Jul 22, 2016 | Kelci Hobson
After three days of Trump slyly hanging in the crowd of the Republican National Convention, and making dramatic entrances, we finally were able to hear from the Donald himself. Seventy-four minutes later the Donald did not live up to the hype, as many people expected to finally hear a laid out plan of what he would do if he did in fact become president. Unfortunately, all we heard was the same rambling we have heard for months now.
However, there was a slight difference in what he was saying, instead of just making his usual outlandish and at times offensive statements, he began to try to appeal to various minority groups. He made remarks with regard to the Pulse shooting and seemed to be trying to reach out to the African Americans with his use of an African American pastor earlier in the convention. However what he failed to recognize was the intersectionality of identities. So while he attempted to appeal to members of the LGBTQ community, he still made offensive comments that Mexican immigrants were rapists. By doing this he failed to realize that many of the Pulse victims were people of color, many of which were Latino.
Furthermore, throughout his speech he began to pin minority groups against each other, as he pushed members of the LGBTQ community to be angry with Muslims, and African Americans to dislike immigrants, as he claimed they were taking their jobs from them. But what happens to the people who lie in the middle, the Muslims who are part of the LGBTQ community and the Afro-Latinos, how do they fit into the discourse that Trump is creating. No one in this world belongs to just one identity group, whether that be based on race, religion, sexual orientation, gender or socioeconomic status.
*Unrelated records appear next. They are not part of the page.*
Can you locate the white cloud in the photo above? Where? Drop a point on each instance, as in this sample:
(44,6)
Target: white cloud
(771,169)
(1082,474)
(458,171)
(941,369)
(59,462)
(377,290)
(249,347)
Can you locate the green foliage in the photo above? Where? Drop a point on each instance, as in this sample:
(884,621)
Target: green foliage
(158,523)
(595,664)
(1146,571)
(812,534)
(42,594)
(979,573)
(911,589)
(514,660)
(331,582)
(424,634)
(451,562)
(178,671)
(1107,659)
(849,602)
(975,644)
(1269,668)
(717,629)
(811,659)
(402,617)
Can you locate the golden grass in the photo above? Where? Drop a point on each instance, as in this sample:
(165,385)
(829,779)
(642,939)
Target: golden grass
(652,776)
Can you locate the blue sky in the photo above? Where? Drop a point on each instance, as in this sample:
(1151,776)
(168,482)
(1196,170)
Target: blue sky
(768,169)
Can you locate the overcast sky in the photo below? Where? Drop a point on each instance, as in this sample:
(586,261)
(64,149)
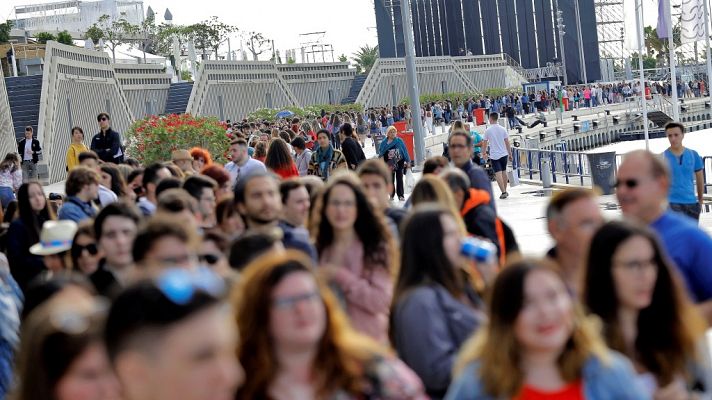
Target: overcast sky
(348,24)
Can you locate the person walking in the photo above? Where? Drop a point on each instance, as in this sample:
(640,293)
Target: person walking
(107,143)
(29,150)
(686,166)
(500,151)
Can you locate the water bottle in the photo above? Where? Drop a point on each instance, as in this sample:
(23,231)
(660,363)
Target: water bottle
(481,251)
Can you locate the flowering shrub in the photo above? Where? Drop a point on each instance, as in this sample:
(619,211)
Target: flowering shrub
(154,138)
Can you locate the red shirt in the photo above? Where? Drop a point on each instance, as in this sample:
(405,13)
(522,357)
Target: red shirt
(572,391)
(288,172)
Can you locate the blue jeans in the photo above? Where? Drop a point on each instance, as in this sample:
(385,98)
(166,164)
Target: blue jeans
(6,196)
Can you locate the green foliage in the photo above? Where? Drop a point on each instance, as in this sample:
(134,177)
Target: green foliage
(269,114)
(365,58)
(44,37)
(154,138)
(65,37)
(5,31)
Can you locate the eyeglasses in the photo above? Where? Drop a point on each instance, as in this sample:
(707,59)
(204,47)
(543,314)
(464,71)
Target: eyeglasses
(179,285)
(288,302)
(210,259)
(628,183)
(78,250)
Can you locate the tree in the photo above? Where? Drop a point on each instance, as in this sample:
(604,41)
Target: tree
(257,44)
(210,34)
(5,31)
(115,32)
(365,58)
(44,37)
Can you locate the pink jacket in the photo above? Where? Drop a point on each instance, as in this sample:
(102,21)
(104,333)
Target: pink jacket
(367,291)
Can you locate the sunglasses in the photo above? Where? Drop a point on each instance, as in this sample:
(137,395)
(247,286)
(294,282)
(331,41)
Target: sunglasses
(629,183)
(180,285)
(210,259)
(77,250)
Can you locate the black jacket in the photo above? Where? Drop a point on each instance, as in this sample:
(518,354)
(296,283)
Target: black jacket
(353,153)
(36,150)
(108,146)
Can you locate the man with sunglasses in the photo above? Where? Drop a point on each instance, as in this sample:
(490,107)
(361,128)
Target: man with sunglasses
(642,191)
(107,143)
(685,166)
(29,150)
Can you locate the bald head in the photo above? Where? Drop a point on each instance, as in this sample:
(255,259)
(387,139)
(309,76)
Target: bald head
(642,186)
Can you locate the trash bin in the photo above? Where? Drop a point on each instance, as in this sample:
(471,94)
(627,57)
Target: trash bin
(603,171)
(479,116)
(409,140)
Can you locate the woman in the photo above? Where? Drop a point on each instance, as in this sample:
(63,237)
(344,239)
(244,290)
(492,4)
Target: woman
(349,146)
(295,343)
(395,154)
(646,313)
(10,178)
(111,178)
(75,148)
(222,177)
(201,158)
(279,159)
(24,231)
(432,286)
(85,252)
(539,345)
(62,356)
(325,159)
(356,254)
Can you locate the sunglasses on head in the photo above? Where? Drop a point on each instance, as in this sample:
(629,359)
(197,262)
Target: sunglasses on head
(629,183)
(77,250)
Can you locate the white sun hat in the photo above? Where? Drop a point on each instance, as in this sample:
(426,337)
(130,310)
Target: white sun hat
(56,237)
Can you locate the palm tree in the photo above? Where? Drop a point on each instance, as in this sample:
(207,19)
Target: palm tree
(365,58)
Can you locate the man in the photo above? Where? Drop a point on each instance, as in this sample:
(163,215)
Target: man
(90,160)
(29,150)
(479,218)
(115,229)
(460,151)
(202,189)
(685,166)
(642,191)
(162,243)
(242,164)
(295,203)
(173,338)
(303,155)
(377,183)
(82,187)
(497,142)
(573,216)
(107,143)
(257,199)
(152,175)
(184,161)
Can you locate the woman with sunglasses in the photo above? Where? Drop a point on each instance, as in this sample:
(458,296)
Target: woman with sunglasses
(295,343)
(538,344)
(62,355)
(34,210)
(356,253)
(646,313)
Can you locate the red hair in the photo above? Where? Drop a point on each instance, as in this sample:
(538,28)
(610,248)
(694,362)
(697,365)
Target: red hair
(199,152)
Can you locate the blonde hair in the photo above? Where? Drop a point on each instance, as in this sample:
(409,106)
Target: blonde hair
(497,349)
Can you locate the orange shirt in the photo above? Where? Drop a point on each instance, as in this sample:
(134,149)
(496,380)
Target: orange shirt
(572,391)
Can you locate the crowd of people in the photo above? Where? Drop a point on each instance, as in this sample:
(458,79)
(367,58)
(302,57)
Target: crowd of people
(299,277)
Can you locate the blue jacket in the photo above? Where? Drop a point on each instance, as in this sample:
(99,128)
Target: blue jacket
(76,210)
(429,349)
(614,380)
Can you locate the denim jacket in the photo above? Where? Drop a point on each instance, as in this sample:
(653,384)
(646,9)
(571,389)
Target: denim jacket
(612,379)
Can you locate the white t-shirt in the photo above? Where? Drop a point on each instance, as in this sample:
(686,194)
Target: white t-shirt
(495,136)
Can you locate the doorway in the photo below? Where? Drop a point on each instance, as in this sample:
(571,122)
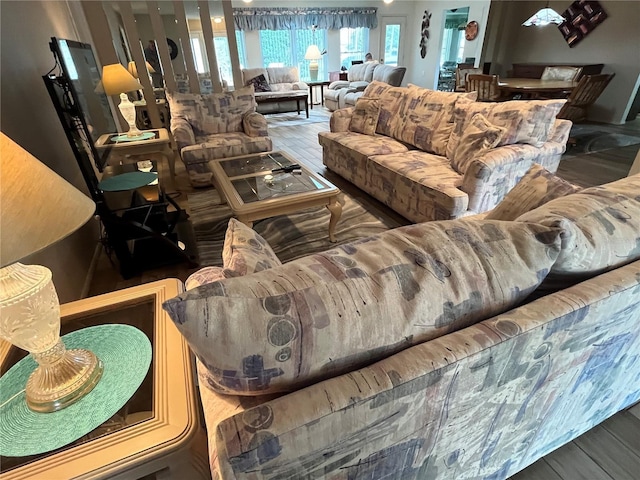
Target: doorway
(390,47)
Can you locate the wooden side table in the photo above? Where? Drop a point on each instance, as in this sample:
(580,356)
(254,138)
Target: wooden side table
(160,430)
(161,144)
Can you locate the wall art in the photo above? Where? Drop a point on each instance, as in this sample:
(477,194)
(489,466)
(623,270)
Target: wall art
(582,17)
(424,33)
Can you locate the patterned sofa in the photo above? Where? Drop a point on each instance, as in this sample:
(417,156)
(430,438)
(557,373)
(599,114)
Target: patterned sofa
(458,349)
(277,81)
(341,93)
(213,126)
(433,155)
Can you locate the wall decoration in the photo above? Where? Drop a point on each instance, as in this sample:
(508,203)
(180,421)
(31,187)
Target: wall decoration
(471,30)
(424,34)
(580,19)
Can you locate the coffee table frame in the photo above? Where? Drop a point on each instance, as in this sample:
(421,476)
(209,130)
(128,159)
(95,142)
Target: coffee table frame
(247,213)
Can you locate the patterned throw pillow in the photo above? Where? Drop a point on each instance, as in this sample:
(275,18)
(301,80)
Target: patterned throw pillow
(365,116)
(537,187)
(245,251)
(326,314)
(600,229)
(260,83)
(478,138)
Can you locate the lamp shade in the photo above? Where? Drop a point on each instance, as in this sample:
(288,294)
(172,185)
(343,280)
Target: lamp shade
(313,53)
(133,69)
(37,207)
(116,80)
(542,17)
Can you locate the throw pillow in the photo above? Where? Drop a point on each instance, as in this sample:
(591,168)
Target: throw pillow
(537,187)
(260,83)
(600,229)
(365,116)
(245,251)
(478,138)
(326,314)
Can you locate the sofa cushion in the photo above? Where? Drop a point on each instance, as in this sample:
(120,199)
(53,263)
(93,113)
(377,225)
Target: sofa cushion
(214,112)
(245,251)
(365,116)
(326,314)
(600,228)
(525,121)
(478,138)
(259,83)
(537,187)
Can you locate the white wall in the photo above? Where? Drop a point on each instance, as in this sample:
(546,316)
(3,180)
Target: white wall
(29,118)
(615,42)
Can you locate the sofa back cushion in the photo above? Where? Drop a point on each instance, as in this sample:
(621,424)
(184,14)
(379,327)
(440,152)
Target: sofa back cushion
(525,121)
(389,74)
(329,313)
(419,116)
(600,229)
(537,187)
(215,112)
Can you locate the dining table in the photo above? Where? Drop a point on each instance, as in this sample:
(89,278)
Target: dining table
(535,87)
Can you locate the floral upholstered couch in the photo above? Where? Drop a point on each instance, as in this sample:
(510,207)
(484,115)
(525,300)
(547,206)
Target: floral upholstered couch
(275,82)
(214,126)
(453,349)
(433,155)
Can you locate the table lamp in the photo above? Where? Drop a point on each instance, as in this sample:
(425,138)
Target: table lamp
(116,80)
(313,54)
(39,208)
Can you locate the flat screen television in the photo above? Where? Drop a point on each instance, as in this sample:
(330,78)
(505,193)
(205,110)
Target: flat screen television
(77,91)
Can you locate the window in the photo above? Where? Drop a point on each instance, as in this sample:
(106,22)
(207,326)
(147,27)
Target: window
(354,45)
(287,48)
(223,56)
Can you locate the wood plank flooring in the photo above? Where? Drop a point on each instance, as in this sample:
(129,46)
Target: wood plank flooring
(611,451)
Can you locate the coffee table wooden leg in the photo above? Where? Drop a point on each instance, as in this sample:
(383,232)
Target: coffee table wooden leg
(335,207)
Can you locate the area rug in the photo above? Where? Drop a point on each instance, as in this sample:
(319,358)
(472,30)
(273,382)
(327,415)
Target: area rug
(291,236)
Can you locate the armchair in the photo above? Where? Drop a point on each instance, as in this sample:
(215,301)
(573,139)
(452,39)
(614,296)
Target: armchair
(214,126)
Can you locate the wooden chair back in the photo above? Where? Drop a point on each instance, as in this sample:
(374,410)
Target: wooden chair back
(462,71)
(561,72)
(485,85)
(583,96)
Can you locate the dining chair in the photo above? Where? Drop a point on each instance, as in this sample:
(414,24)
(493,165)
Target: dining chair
(583,96)
(486,86)
(462,71)
(565,73)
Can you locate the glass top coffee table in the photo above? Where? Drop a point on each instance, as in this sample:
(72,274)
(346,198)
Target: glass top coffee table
(264,185)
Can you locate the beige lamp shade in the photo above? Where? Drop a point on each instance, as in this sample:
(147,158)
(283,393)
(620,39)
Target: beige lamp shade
(116,80)
(37,207)
(133,69)
(313,53)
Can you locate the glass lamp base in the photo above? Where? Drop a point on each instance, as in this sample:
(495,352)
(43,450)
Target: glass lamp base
(56,385)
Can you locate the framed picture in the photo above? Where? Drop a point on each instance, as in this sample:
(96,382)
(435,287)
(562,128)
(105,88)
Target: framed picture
(580,19)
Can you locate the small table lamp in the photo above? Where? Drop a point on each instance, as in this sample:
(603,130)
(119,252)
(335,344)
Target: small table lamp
(39,208)
(313,54)
(116,80)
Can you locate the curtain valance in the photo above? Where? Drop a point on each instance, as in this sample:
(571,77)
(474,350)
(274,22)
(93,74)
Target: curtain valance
(285,18)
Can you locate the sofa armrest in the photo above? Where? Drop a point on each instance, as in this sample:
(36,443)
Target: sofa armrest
(254,124)
(338,84)
(182,132)
(340,119)
(491,176)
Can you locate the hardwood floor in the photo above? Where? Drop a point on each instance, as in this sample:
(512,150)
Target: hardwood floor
(610,451)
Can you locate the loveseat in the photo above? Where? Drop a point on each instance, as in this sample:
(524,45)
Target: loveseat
(214,126)
(275,82)
(344,93)
(433,155)
(467,348)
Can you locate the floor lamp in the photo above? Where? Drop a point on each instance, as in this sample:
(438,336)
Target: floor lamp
(39,208)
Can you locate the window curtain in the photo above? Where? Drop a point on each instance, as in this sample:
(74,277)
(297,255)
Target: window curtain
(300,18)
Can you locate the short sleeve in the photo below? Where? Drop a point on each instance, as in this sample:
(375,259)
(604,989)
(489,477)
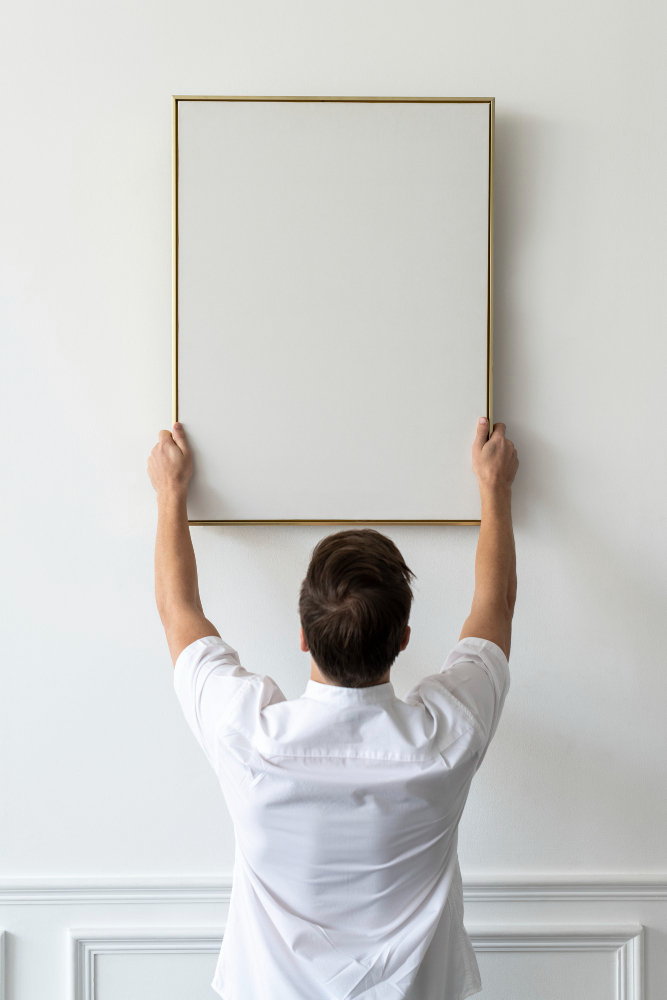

Although Trump seems to have begun to realize that he cannot win this election without the help of minority groups, and the offensive statements he makes are not conducive to obtaining his end goal, the hateful undertones in his speeches are still prevalent. Trump is going to have to do more than throw in some sympathetic statements to minority groups in order to win an election. As a Black woman I am not yet convinced that his statements are sincere and he has certainly not earned my vote. Trump, up until this point has catered to a very small and specific demographic and now that he has gained the nomination he has entered panic mode and is attempting to expand his reach, but it may be too late, the damage is done and for many it will be hard to them to forget the offensive things he has said for the past year.